Alice Wells, the top diplomat for South and Central Asia, encourages Afghan authorities to 'take decisive action'
The U.S. has implored the Afghan government to act resolutely on reports of rampant sexual abuse of school children in Logar Province.
The head of State Department's South and Central Asia bureau urged Afghan officials and Kabul's attorney general "to take decisive action on deeply troubling reports of sexual abuse in Logar schools."
"Sexual violence and practices like bacha bazi have no place in any society," Alice Wells said in a tweet posted by the bureau.
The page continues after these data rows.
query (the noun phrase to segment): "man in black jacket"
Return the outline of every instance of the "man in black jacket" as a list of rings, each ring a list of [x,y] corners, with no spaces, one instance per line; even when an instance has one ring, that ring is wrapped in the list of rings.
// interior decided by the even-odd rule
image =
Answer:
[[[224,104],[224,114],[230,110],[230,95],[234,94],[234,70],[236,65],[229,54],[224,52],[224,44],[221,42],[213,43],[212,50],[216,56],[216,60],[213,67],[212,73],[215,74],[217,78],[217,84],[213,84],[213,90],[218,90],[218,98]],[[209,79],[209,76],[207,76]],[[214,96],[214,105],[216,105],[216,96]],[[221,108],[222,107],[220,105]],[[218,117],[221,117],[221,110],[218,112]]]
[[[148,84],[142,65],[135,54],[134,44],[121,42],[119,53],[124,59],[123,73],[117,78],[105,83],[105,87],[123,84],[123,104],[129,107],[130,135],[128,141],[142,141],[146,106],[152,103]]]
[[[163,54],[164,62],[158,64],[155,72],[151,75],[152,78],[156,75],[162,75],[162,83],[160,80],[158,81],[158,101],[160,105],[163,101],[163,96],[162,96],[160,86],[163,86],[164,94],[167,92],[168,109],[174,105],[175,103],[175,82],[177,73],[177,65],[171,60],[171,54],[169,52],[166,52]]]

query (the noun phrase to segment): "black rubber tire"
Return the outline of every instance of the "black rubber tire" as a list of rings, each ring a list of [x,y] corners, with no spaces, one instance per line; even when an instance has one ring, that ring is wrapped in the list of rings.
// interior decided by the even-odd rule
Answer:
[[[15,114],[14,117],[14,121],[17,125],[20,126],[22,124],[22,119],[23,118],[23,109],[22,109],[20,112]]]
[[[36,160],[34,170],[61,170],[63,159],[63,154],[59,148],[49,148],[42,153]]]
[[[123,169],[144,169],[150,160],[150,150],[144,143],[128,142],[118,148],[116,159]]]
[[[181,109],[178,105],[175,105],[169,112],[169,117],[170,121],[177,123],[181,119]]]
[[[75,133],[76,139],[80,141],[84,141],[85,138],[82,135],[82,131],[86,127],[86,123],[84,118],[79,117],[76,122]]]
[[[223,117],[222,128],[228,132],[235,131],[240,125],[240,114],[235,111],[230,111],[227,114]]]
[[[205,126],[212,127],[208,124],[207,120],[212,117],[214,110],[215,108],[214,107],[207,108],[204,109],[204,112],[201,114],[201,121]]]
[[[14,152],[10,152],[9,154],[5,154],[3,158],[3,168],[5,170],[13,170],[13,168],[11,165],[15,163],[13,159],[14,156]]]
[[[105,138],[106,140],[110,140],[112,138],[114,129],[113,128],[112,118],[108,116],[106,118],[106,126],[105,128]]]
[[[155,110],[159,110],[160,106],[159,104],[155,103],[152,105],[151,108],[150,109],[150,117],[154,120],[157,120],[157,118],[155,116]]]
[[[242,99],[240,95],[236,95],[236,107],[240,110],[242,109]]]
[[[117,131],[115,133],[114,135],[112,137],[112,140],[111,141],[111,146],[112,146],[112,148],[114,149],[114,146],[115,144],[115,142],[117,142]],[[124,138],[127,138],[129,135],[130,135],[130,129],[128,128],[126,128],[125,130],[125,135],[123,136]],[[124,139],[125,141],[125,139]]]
She was using an Afghan euphemism that translates to "boy play," but which is used to refer to the raping of young boys by older men.
Wells' call follows reports of mass abuse involving hundreds of boys who said they were raped either in their schools or by local officials whose help they sought after being victimized.
The pedophile ring is reported to span a number of schools, and some of the victims have been murdered, including some by their families.
The information was brought to light by two whistleblowers -- Mohammad Mosa Mehmoodi and Ehsanullah Hamidi -- who were taken into custody by Afghanistan's spy agency on claims of spreading "false reports.”
The activists were released last Wednesday following widespread outrage at their arrest, which was carried out without court orders.
U.S. Ambassador to Afghanistan John Bass called their detentions a “Soviet-style” tactic, and Peter Prugel, Germany's Afghanistan envoy, slammed the "illegal" detention of the men, saying on Twitter "#HumanRightsDefenders are #NotATarget!"
That prompted President Ashraf Ghani to intervene in their detention, issuing directives to immediately hand over the activists to Afghanistan's national human rights institution.
Mehmoodi and Hamidi reportedly said they found more than 100 videos of abuse posted to Facebook, and believe thousands of additional victims from Logar likely exist.
But victims are commonly shamed or worse in Afghanistan, and perpetrators are rarely brought to account.
The U.S. has previously faced strong criticism for failing to take strong enough measures to get Afghanistan to remedy problems of child sexual abuse.
An internal watchdog report declassified in January 2018 found the U.S. military failed to prevent child sexual abuse perpetrated by Afghan troops that included enslavement of young boys.